O subsecretário da seção vaticana migrantes e refugiados, Cardeal Michael Czerny, denunciou que o tráfico de pessoas aumentou durante a pandemia da COVID-19.

Em uma entrevista ao Vatican News, o Cardeal Czerny lamentou com “grande tristeza” que nestes meses de pandemia o tráfico de pessoas tenha aumentado “terrivelmente”.

“Isto nos deve escandalizar. Enquanto todos nós – ‘os bons’ – estamos trancados em casa, como é que a demanda está aumentando e não diminuindo? Isto indica que as raízes do problema estão nas casas, nos corações das pessoas, dos cidadãos, dos irmãos e irmãs ao nosso redor. Esta conexão entre o tráfico e a vida aparentemente normal de pessoas aparentemente normais é um grande escândalo que deve nos fazer refletir, pedir perdão a Deus, para buscar a conversão necessária para reduzir e eliminar a demanda que é o motor do tráfico”, alertou.

Além disso, o subsecretário da seção refugiados e migrantes que depende do Dicastério para o serviço do desenvolvimento humano integral indicou que “a maior resposta de toda a Igreja se encontra no compromisso das irmãs da rede Thalita Khum”.

Por esse motivo, o Cardeal explicou que, para a seção de migrantes e refugiados do Dicastério, “a primeira prioridade é acompanhar a rede, colaborar, apoiar, sugerir, facilitar…”.

Nesse sentido, o Cardeal Czerny assinalou que “em tantos países do mundo as irmãs estão realmente respondendo em nome da Igreja e em nome de Cristo”, por isso é “muito importante reconhecer este trabalho, porque elas não falam, mas agem”.

Da mesma forma, o subsecretário da seção de migrantes e refugiados reconheceu que a pandemia complicou o compromisso das religiosas, mas “graças a Deus, com a ajuda do Espírito Santo, elas sempre encontraram os meios para continuar a exercer o ministério”, e acrescentaram que “não se resignaram a três meses ou seis meses de lockdown.
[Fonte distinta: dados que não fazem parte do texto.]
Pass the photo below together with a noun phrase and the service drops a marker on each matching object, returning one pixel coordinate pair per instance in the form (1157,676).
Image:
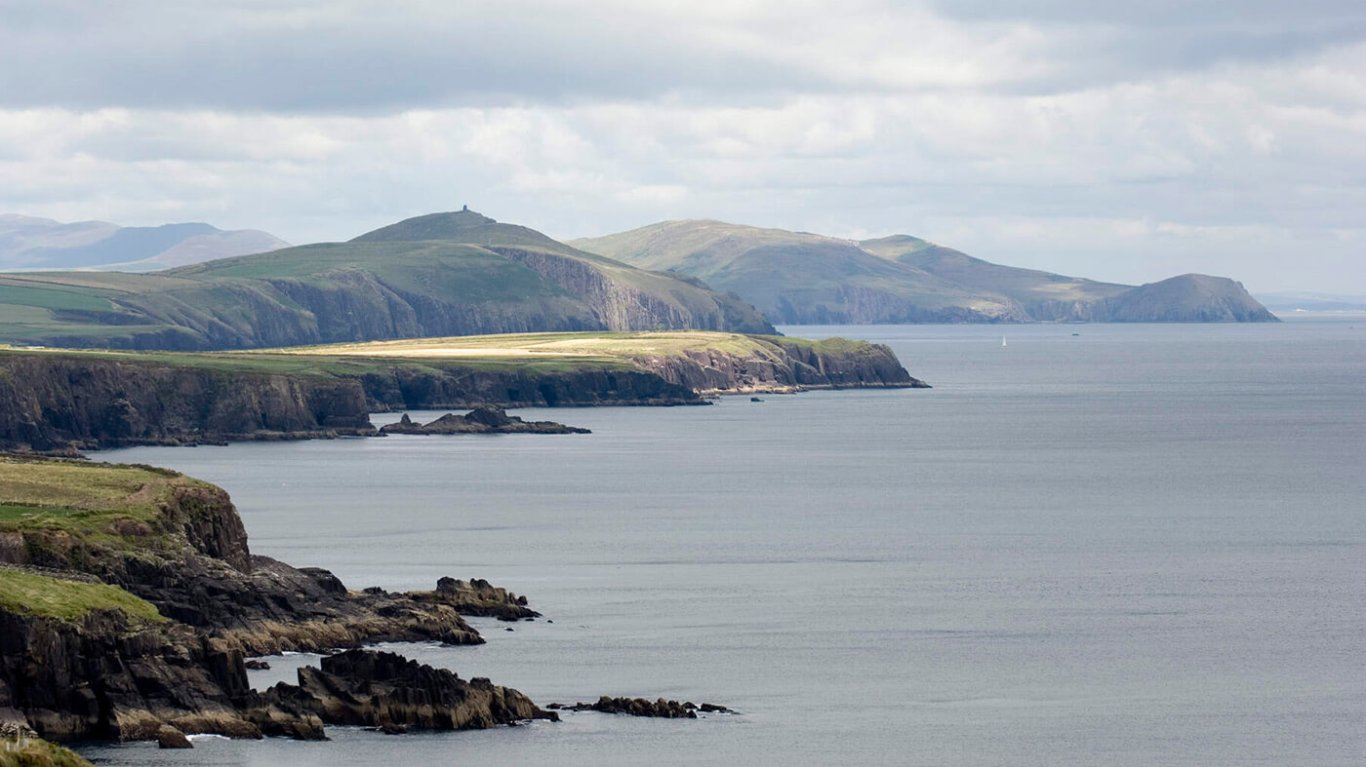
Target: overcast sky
(1123,141)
Não: elas mudaram os meios ou métodos e continuaram”.

Finalmente, no Dia Mundial contra o Tráfico, celebrado em 30 de julho, o Cardeal Czerny alertou que esse fenômeno abrange não apenas a prostituição, mas também “toda exploração on-line e o trabalho forçado; inclui também o tráfico de órgãos, um crime para o qual não há palavras, e outros aspectos, como o uso de pessoas para transportar drogas … Tudo isso são compromissos ou ‘empresas’ do tráfico”, pelos quais pediu reflexão. “O ponto é a cultura do descarte, uma cultura do prazer instantâneo ou necessário, obrigatório” porque algumas “necessidades” estão no “centro do problema do tráfico”.